Ingabbiare il movimento dei lavoratori
La necessità di imbrigliare le crescenti proteste contro le burocrazie sindacali (che hanno portato alla nascita di organizzazioni sindacali di base) inducono Governo e sindacati a concordare leggi sempre più restrittive:

  • Il diritto di sciopero nei “servizi pubblici essenziali” viene fortemente limitato con la legge 146 del 1990 (poi ulteriormente peggiorata dalla legge n. 83 del 2000).
  • Il diritto di svolgere assemblee sindacali in orario di servizio non è (come abbiamo visto) un diritto dei lavoratori in quanto tali ma è riservato ai soli sindacati firmatari di contratto (nel privato) ed ai sindacati “rappresentativi” (nel pubblico impiego).
  • I consigli di fabbrica vengono soppressi e sostituiti da Rappresentanze Sindacali Unitarie (RSU) elette (nel privato) dai lavoratori solo per i due terzi, mentre il restante terzo è di “nomina regia” (CGIL, CISL, UIL e altri “firmatari di contratto”).
  • Nel Pubblico Impiego le RSU sono integralmente elettive ma i loro poteri sono fortemente limitati, dato che possono sottoscrivere accordi solo col beneplacito dei sindacati “rappresentativi”.
  • Alle elezioni sindacali possono concorrere solo sindacati legalmente costituiti con atto notarile e non comitati spontanei di lavoratori.
  • Nel Pubblico Impiego esistono inoltre norme restrittive per stabilire quali sindacati siano “rappresentativi”. E’ rappresentativo quel sindacato che raggiunga il 5 % come dato medio tra il numero degli iscritti ed i voti presi (a livello nazionale) nelle elezioni per le RSU.
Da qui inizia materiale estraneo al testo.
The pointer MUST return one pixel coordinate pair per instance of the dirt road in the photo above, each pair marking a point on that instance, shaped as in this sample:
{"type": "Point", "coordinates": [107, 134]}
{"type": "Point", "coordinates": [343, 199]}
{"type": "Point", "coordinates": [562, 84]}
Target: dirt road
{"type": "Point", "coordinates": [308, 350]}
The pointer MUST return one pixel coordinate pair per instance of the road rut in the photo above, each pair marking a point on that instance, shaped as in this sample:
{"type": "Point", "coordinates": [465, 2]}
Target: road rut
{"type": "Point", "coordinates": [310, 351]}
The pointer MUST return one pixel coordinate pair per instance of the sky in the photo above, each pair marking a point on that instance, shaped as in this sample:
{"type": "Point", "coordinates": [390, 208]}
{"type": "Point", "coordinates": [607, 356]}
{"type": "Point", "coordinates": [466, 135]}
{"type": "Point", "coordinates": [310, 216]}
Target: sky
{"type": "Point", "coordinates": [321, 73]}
Le RSU in definitiva appaiono come organismi burocratici, con scarsissimi margini di manovra e non controllabili dalla base (che le elegge ma non le può sfiduciare).

PER CAPIRE QUANTO POCO CONTINO BASTI PENSARE CHE ALLA FIAT SONO STATE LE STESSE RSU CHE, A MAGGIORANZA, SI SONO SUICIDATE APPROVANDO IL CONTRATTO CAPESTRO (che ne prevede l’abolizione)

La crisi del modello concertativo e Marchionne

Con gli ultimi governi Berlusconi la concertazione entra progressivamente in crisi, sull’onda dell’imperante neoliberismo, e si cerca di marginalizzare il ruolo del sindacato ritornando sostanzialmente al modello ottocentesco che vede ripristinato il pieno potere del padrone in fabbrica ed eliminata la garanzia dei contratti nazionali. Grazie anche all’unificazione europea si è rivelata una unificazione al ribasso, con l’adeguamento progressivo delle condizioni dei lavoratori a quelle peggiori esistenti in Europa.

Marchionne non ha fatto che portare questo processo alle sue logiche conseguenze. Utilizzando il grimaldello giuridico dell’art. 19 dello Statuto dei lavoratori così come modificato dal referendum del 1995 (che riconosce i “diritti sindacali” solo alle organizzazioni sindacali “firmatarie di contratti collettivi nazionali o provinciali di lavoro applicati all’unità produttiva”) ha dimostrato che “il Re è nudo”.

È uscito dalla Confindustria, ha disdetto tutti i Contratti sottoscritti negli anni precedenti ed ha imposto il suo Contratto “ad hoc” per le aziende del gruppo FIAT. I sindacati che accettano senza fiatare questo Contratto sono premiati con i diritti sindacali (possibilità di indire assemblee, di avere rappresentanti sindacali in fabbrica…) chi non le accetta viene privato di ogni diritto. Così la CGIL si trova a dover subire quella stessa emarginazione a cui ha sempre condannato i sindacati di base.

Da notare che anche i sindacati che si sono piegati al nuovo Contratto si trovano ora sotto il perenne ricatto del padrone che può sanzionarle pesantemente (anche attraverso multe da applicare sui contributi sindacali che l’azienda trattiene in busta paga per conto dei sindacati) nel caso indicano scioperi ed agitazioni “non conformi”.

L’incapacità (anche da parte di un sindacato con centinaia di migliaia di iscritti come la FIOM) di reagire in modo efficace a questo pesantissimo attacco dimostra quali nefasti risultati abbiano prodotto il progressivo ingabbiamento del movimento dei lavoratori con scioperi ed agitazioni ormai divenuti puramente simbolici (vedi i penosissimi scioperi di 2-3 ore indetti contro la manovra Monti) e rende ancor più indispensabile rifondare dal basso, attraverso l’AZIONE DIRETTA il movimento dei lavoratori.